Over half of Australia’s animal and plant species experienced population declines following the 2019-20 megafires, according to new research.
The study, published by Melbourne’s Deakin University in Nature, analyzed the impact of the Black Summer bushfires on 1,380 animal and plant species across Australia, as reported by Xinhua News Agency.
Findings show that 55 percent of species experienced declines after the fires, either due to reduced overall abundance or occupying fewer sites.
The 2019-20 fires were among the most devastating in Australian history, burning an estimated 24.3 million hectares of land—primarily on the east coast—and directly causing 34 deaths, along with hundreds more due to smoke inhalation.
The study highlighted that mammals were particularly vulnerable, with average declines twice as severe compared to other animal groups.
However, the research also noted that 44 percent of the analyzed species were more commonly found in the burned areas post-fire, with increases generally balancing out the declines in other species.
Compiled by over 100 scientists, the report calls for a reassessment of Australia’s fuel-reduction burning practices.
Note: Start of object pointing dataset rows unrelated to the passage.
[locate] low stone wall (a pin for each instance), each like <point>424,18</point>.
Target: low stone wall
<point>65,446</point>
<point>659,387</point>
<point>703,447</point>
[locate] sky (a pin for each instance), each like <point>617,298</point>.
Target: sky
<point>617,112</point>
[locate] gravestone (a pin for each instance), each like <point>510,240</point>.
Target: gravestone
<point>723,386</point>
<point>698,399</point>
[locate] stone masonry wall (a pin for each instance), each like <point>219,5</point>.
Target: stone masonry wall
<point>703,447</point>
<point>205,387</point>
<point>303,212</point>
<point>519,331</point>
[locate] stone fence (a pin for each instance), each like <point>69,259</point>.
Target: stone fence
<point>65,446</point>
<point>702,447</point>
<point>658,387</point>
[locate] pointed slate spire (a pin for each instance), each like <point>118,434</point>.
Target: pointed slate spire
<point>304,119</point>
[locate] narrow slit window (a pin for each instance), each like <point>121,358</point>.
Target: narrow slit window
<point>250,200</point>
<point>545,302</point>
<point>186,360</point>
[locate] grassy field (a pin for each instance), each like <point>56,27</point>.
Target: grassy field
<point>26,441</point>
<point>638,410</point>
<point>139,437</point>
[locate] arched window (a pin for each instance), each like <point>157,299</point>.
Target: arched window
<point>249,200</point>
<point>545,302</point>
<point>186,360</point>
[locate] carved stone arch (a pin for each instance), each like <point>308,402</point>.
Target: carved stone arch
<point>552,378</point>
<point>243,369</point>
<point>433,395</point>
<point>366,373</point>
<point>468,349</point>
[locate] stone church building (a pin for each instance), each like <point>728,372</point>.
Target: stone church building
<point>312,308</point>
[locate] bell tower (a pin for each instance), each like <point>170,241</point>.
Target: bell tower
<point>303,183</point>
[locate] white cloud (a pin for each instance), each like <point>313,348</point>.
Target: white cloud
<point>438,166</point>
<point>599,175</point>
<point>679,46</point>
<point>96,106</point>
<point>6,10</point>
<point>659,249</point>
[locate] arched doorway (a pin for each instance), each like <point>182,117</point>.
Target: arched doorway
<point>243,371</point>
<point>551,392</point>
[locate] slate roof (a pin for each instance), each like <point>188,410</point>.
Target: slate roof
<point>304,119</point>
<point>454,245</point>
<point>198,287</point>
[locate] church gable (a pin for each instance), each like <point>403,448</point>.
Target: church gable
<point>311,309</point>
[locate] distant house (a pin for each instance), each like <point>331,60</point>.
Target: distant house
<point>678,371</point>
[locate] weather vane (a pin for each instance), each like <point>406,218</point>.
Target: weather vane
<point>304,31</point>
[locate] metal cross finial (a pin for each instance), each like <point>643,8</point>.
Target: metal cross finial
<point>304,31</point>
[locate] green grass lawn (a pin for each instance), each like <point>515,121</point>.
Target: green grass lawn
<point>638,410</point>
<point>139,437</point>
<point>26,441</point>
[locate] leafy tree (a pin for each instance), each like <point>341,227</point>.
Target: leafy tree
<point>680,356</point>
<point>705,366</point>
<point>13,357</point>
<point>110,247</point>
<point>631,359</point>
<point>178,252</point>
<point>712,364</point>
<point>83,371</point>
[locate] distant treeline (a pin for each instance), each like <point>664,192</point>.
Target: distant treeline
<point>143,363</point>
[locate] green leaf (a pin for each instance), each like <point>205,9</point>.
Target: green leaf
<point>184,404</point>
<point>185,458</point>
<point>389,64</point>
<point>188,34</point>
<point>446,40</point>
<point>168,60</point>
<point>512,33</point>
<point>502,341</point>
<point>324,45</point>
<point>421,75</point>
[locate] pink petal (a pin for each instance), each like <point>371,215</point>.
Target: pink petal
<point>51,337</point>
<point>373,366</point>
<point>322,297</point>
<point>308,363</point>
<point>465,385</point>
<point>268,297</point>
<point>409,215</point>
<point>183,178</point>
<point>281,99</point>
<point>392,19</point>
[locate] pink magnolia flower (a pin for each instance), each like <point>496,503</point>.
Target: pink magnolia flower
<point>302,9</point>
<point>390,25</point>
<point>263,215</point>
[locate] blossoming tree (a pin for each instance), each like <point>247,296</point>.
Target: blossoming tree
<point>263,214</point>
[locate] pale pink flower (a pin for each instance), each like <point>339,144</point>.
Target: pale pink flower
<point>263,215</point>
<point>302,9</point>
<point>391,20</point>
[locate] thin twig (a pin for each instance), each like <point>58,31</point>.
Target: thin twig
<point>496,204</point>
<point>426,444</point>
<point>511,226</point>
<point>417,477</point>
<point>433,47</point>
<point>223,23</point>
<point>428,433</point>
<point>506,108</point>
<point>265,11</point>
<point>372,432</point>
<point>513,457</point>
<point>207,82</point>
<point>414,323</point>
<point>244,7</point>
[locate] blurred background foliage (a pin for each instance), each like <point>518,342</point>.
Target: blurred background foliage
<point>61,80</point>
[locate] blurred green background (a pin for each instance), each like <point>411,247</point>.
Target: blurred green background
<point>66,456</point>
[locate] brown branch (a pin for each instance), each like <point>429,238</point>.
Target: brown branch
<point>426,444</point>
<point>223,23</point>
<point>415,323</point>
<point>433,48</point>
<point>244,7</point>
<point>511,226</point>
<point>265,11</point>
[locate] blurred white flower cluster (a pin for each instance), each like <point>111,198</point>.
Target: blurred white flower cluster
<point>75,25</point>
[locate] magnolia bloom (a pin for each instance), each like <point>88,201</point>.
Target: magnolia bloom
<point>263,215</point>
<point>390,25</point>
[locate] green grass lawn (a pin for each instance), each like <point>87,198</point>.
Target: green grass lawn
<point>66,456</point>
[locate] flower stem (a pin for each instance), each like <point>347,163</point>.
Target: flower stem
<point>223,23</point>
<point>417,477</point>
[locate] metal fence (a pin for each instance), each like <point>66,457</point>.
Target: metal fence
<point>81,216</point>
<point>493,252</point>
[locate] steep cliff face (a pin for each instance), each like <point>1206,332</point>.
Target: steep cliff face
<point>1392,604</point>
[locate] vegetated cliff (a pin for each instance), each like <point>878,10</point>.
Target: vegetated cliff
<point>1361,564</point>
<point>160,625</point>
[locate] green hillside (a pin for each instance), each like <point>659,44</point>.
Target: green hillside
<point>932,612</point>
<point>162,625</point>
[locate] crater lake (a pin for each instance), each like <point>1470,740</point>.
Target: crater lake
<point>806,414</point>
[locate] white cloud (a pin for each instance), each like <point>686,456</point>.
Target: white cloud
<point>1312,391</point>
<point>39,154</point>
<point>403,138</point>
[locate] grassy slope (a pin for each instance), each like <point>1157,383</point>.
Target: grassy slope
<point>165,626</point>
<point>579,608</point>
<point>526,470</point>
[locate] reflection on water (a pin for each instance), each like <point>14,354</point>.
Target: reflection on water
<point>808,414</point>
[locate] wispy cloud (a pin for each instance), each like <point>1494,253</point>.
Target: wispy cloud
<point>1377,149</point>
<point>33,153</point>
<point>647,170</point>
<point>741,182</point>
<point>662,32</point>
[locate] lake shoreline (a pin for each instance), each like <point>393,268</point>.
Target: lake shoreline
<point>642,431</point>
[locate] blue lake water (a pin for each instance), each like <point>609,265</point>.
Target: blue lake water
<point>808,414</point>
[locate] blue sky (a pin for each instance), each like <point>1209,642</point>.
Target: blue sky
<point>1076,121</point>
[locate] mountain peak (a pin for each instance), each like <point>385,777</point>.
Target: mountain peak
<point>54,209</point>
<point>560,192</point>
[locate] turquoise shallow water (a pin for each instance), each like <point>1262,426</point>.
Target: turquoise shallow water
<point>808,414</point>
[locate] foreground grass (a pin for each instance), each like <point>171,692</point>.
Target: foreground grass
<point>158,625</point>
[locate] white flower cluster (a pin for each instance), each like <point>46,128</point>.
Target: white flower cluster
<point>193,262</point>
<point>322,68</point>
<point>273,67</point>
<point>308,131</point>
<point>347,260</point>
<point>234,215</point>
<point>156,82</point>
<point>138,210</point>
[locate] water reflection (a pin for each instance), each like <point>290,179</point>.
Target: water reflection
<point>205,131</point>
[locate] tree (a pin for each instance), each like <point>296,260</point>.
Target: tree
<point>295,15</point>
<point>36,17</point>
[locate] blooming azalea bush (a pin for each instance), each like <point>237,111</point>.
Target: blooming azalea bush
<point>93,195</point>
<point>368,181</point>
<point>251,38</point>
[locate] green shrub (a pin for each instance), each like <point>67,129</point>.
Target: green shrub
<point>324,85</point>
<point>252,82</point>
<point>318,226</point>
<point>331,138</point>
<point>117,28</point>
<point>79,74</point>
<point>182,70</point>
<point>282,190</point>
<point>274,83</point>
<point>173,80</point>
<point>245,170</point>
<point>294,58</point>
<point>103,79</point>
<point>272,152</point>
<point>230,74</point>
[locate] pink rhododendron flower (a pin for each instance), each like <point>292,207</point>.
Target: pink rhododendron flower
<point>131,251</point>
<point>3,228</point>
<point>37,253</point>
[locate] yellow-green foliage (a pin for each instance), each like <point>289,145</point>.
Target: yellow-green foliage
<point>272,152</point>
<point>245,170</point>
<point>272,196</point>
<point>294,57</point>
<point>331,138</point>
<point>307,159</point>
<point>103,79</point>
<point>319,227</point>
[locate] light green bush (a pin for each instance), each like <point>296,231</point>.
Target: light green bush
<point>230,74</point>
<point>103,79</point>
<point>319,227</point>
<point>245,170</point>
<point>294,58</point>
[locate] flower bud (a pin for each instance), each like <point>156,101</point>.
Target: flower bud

Prescribed burns are commonly conducted across the country before bushfire season to reduce flammable materials, like plants, branches, logs, leaves, and bark.
The study found that prescribed burning could exacerbate ecosystem disruptions, particularly when large fires occur. In areas that had experienced three or more fires in the previous 40 years, negative biodiversity impacts were up to 93 percent higher than in regions burned once or not at all.
Furthermore, areas that burned within the 10 years before the Black Summer fires faced 70 percent larger negative impacts compared to those unburned for at least 20 years.
The study suggests that intermediate fire intervals of 11-20 years cause the least biodiversity disruption, allowing unburned intervals to serve as refuges and promote habitat features, like tree hollows, that develop over time.